Common Mistakes For Beginner Writers To Be Aware Of

By on June 5, 2019
Common Mistakes For Beginner Writers To Be Aware Of - Writer's

For those just starting at writing it can be both an exciting and slightly daunting time. While you may be keen to get going, it is a good idea to familiarise yourself with the craft of writing a novel, to invest some time in research and learning before you begin.

It’s inevitable that you will make mistakes when writing your novel, particularly in the first draft. In fact, you might make so many that you have to start all over again! However, being aware of some of the common pitfalls that new writers fall into can help ensure that you produce the best first draft possible, and have a robust platform from which to edit and shape your story.

So what are the common mistakes new writers should remember?

Show, don’t tell.

An oldie but a goodie, ‘show don’t tell’ is one piece of writing advice that is important to take on board. It is important to remember that it is practically impossible to write an entire novel without ‘telling’ some of the story. However, if you are interjecting yourself, the author, into the account and describing everything that happens move by move, you leave little room for the reader to exercise their imagination. Avoid long passages of narrative, too much background story or unnecessary information - this will feel a bit like receiving a lecture from the author and isn’t what you should focus on.

2.  Revealing too much too soon

You know how important it is for readers to connect with your characters, to root for them, or despise them or laugh at them as you direct them to. However, one mistake that beginner writers can make is to be so focused on doing so that they reveal the entire character right at the beginning. They describe the character in meticulous detail, their likes, and dislikes, hopes and dreams; they include too much inner dialogue and everything about their past life and personality. Characters need time to breathe, to grow. Reveal them over time, and you build a relationship with the reader, and this will have a far more significant impact, especially when dramatic events take place and difficult choices are to be made.

3.  Poor dialogue

Wiring dialogue well takes a lot of practice. Too much or too little dialogue can stifle the flow of the story. It’s also important to use discussion to convey emotions rather than just tagging them after the speech (for example, she grimaced, he growled, she chuckled etc). Dialogue is a great way to help draw the reader in, create immediacy, and reveal more about your characters. Try reading your dialogue aloud to see if it flows well.

4. Starting with backstory

The opening of your novel is so important, and getting it right will help to hook readers (and agents and publishers) in from the very first word. It can be easy to think the best starting point would be to reveal some backstory or to set the scene. However starting with action and bringing about change, tension, conflict, and suspense immediately will be much more powerful and engage your readers right away.
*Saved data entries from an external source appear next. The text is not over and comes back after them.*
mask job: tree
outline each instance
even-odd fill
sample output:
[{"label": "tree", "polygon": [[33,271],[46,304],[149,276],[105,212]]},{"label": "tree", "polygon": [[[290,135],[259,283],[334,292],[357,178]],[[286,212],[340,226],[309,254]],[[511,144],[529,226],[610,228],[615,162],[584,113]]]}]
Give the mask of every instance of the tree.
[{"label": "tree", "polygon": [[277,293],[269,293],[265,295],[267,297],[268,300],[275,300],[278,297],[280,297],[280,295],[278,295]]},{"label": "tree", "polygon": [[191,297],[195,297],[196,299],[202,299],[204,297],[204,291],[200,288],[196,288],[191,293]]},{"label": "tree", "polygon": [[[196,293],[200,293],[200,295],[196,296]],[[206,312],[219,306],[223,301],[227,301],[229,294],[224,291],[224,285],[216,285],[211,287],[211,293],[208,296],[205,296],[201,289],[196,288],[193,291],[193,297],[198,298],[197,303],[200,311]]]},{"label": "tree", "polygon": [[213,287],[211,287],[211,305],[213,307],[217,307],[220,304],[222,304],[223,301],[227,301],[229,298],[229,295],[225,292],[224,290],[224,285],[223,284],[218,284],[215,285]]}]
5. Remembering to research (but don’t overdo it)

Researching your novel is essential and will add realism to your story and ensure eagle-eyed readers don’t call you out on something that doesn’t sit quite right. Research can take up a lot of your time, but use what you have learned sparingly. If you stuff the book with facts and dates, it will take away from the story and distract the reader. Just because you have learned exactly how to take a clock apart or how to cook the perfect lemon meringue pie from scratch doesn’t mean you have to include all the steps unless it is imperative to your story to do so. 

Of course, there are many more mistakes that writers, both new and experienced, may make. However, by working hard to avoid the five above, you can hope to produce a solid first draft of your novel that you can then continue to work from to create a book to be proud of. So keep writing and good luck!